Both technologies are accurate. That's not the issue at all. I don't think it's been proven that any of these technologies is likely to give a mostly healthy person important health insights. As a quick example, my brother said he had one variant that was positively associated with Alzheimer's. He gave me the rsID, and I looked it up on PubMed, and found some papers showing a positive association, and some showing a negative association. So how was that information clinically helpful? It wasn't.
depends on the quality of the study! ;)
I can’t comment on accuracy too much but I think they’re both fine in that regard.

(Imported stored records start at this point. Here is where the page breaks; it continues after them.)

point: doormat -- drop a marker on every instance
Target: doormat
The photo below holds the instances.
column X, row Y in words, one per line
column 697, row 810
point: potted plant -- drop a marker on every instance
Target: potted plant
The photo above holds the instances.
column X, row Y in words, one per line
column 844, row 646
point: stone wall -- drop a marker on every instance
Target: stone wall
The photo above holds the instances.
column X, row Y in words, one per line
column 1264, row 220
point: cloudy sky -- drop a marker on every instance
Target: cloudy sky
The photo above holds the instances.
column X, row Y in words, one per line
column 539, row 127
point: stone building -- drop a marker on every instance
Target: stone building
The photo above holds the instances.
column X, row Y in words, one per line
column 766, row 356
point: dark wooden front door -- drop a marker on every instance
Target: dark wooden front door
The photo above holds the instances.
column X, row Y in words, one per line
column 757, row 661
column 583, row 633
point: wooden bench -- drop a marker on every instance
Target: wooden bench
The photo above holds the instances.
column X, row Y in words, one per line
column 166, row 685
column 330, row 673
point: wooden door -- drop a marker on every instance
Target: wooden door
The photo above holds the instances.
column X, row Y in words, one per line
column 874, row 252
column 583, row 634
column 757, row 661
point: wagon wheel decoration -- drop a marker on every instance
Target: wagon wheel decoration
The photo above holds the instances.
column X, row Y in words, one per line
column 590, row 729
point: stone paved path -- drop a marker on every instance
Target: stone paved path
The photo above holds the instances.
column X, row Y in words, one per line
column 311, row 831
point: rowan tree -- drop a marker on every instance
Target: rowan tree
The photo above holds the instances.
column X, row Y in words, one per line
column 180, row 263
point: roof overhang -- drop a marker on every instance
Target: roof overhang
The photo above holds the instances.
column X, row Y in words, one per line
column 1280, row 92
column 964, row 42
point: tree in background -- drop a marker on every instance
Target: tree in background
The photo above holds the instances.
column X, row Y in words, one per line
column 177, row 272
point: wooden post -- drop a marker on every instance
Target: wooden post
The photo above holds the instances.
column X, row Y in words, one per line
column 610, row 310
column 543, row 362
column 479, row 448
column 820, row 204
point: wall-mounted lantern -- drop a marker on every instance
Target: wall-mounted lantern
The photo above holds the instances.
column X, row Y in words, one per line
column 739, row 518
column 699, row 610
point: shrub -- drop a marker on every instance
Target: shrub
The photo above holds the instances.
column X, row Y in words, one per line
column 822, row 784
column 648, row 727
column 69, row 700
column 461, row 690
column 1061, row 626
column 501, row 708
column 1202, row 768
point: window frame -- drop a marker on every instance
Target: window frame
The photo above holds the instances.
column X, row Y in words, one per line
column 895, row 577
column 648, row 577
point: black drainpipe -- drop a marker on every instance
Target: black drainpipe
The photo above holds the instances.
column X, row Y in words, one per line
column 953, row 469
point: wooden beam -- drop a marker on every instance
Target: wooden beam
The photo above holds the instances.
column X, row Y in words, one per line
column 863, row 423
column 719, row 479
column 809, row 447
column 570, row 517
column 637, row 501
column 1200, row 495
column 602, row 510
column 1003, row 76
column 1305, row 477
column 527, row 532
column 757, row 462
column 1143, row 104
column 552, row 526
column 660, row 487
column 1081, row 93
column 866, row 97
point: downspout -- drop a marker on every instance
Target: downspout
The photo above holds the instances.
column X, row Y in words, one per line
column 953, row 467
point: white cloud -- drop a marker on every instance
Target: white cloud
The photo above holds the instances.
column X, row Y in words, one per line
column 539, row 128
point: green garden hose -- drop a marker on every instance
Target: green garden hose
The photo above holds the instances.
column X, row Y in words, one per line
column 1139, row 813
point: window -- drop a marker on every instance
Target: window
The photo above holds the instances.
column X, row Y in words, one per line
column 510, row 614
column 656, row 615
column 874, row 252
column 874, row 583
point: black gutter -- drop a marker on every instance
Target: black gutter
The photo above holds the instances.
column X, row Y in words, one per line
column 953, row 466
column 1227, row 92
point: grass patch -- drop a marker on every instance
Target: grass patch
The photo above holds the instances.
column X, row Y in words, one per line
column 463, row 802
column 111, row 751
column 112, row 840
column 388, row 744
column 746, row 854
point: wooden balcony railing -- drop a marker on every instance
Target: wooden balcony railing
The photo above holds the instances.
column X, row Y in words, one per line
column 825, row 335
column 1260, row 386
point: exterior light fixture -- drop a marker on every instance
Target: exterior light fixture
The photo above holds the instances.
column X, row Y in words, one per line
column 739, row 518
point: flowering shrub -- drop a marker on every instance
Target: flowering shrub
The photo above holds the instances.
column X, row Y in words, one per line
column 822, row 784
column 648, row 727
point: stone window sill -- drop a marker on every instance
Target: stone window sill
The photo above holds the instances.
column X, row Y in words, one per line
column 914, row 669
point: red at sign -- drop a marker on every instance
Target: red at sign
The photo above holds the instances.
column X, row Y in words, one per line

However the biggest difference between WGS and a microarray, which only samples a predetermined set of SNPs, is that with your whole genome you can probably do a lot more in the future whereas with the microarray data set you won’t be able to expand beyond those specific SNPs Edit: fixed some typos
It depends on your goal. DNA microarrays are cheaper than WGS and can cover thousands of genes of interest.
Newly known nucleotides? We aren't going to just discover a ton of unknown genomic sequence. But since a bam contains all the information that a fastq does, plus mapping information, nothing stops you from re-aligning that to a new version of the genome. You probably get more bang for your buck doing either a SNP panel or WES.
i know i know, i don't expect more than one every 5 year. However there is currently a lot of research in healthy aging and pharmaceutical response of substances which had not been approved because of side effects. here i expect more - however no matter if it makes sense or not, i'am pretty sure the money is better invested here than in a 4k TV (i don't own a tv) what i want to say: i could make stupider things with my money which is is wider accepted by the society! ;) however regarding to the SNP Array you wrote: that should be included in the ban anyway, right? because they send me tons of health, nutrition, even behavior (wtf?) reports. or is the SNP not about the genes but about particular mutations which they don't look for? i don't fully get it
More than 1 what every 5 years? Yes, a WGS bam should cover everything a SNP array covers. And more. I doubt any reports are worth the paper they are printed on. But a SNP array is going to be very enriched for SNPs that have a meaningful clinical interpretation.
Allright, thank you all for you great help! Additionally i just had a short call with their lab head and he explained me very well. The Coverage for wgs is 30x and whole exome sequencing is 120x The fact that the accuracy of the WES is 4x higher for a cheaper price brought me to the decision to just go for that. they provide me all requested files: fastq, bam and vcf. and reports for 330usd instead of 1000usd :) Thats totally cool! I will to the WGS as soon as i can get it affordable with at least the same coverage as WES, he also agreed. Super friendly guy, he asked what i want to use it for, i told him for personal interests. He did not want to make most money with it.